La nouvelle ministre du Logement Sylvia Pinel a pour mission de redresser le secteur de la construction de logements.
Redonner confiance aux investisseurs, simplifier les normes, relancer le secteur de la construction, s'assurer de la publication rapide des décrets d’application de la loi Alur... la nouvelle ministre du Logement Sylvia Pinel a du pain sur la planche.

Tout juste nommée, la nouvelle Ministre du Logement Sylvia Pinel a du pain sur la planche. Elle va devoir reprendre le flambeau de Cécile Duflot qui fut, quoi qu'on pense de sa politique, très active durant ses deux années passées rue de Varenne. Mais l'ancienne ministre EELV laisse tout de même à Sylvia Pinel plusieurs chantiers d'envergure inachevés.
L'objectif du gouvernement de construire 500.000 logements par an est par exemple encore loin d'être atteint. Pis encore, le repli des permis de construire ne laisse rien augurer de bon pour 2014. Les lobbys de l'immobilier n'ont d'ailleurs pas manqué de rappeler les enjeux majeurs et l'urgence qu'il y a à agir au moment de la passation de pouvoir entre les deux ministres.

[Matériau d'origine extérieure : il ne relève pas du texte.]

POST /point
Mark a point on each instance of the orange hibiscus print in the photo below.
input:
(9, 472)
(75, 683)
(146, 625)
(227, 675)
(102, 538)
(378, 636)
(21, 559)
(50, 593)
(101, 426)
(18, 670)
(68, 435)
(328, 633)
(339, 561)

Simplifier les normes de construction 

La Fédération des promoteurs immobiliers (FPI) réclame "du gouvernement qu'il s'attaque drastiquement aux causes de blocage du foncier constructible et de renchérissement des coûts de construction. Les solutions sont identifiées ; il est maintenant urgent de les mettre en œuvre".
Concernant les coûts de construction, la ministre aura d'abord la lourde tâche de s'appuyer sur les 50 propositions des groupes de travail mandaté par le chef de l'État pour relancer l'offre de logements. Et ainsi permettre de construire vite, mieux, moins cher et au bon endroit.
Un des groupes de travail propose concrètement de diminuer le stock de normes existantes, en s'attaquant aux normes obsolètes. Pour éviter les nouvelles dérives, il est en outre proposé de remplacer des normes rigides et fixes par une élaboration plus concertée.

Mobiliser le foncier public

Les équipes de Sylvia Pinel s'attèleront également à accélérer la mobilisation du foncier public. Les effets de la loi du 18 janvier 2013 relative à la mobilisation du foncier public en faveur du logement se font en effet attendre. Très peu d'opérations d'envergure ont été annoncées, et au total seules quelques dizaines de cessions ont été signées.

Redonner confiance aux investisseurs

La relance de l'offre de logements passera également par le regain de confiance des investisseurs particuliers, qui se sont moins engagés dans des projets d'acquisitions que prévu en 2013.
Pour de bonnes ou de mauvaises raisons, les relations entre Cécile Duflot et les professionnels du secteur ont été très tendues. Les propos véhéments de chacun ne faisant qu'alimenter les aigreurs et l'immobilisme des particuliers.

Il n'est d'ailleurs pas à exclure que, au-delà des problématiques techniques, la seule image de la ministre, écorchée par les professionnels, ait participé à faire fuir certains investisseurs.
La mission de Sylvia Pinel sera de leur redonner confiance. Les pouvoirs publics compte en effet sur eux pour tirer vers le haut la demande de logements neufs. C'est d'ailleurs pour cela qu'un dispositif d'aide fiscale à l'investissement locatif a été conservé depuis l'arrivée de la gauche au pouvoir.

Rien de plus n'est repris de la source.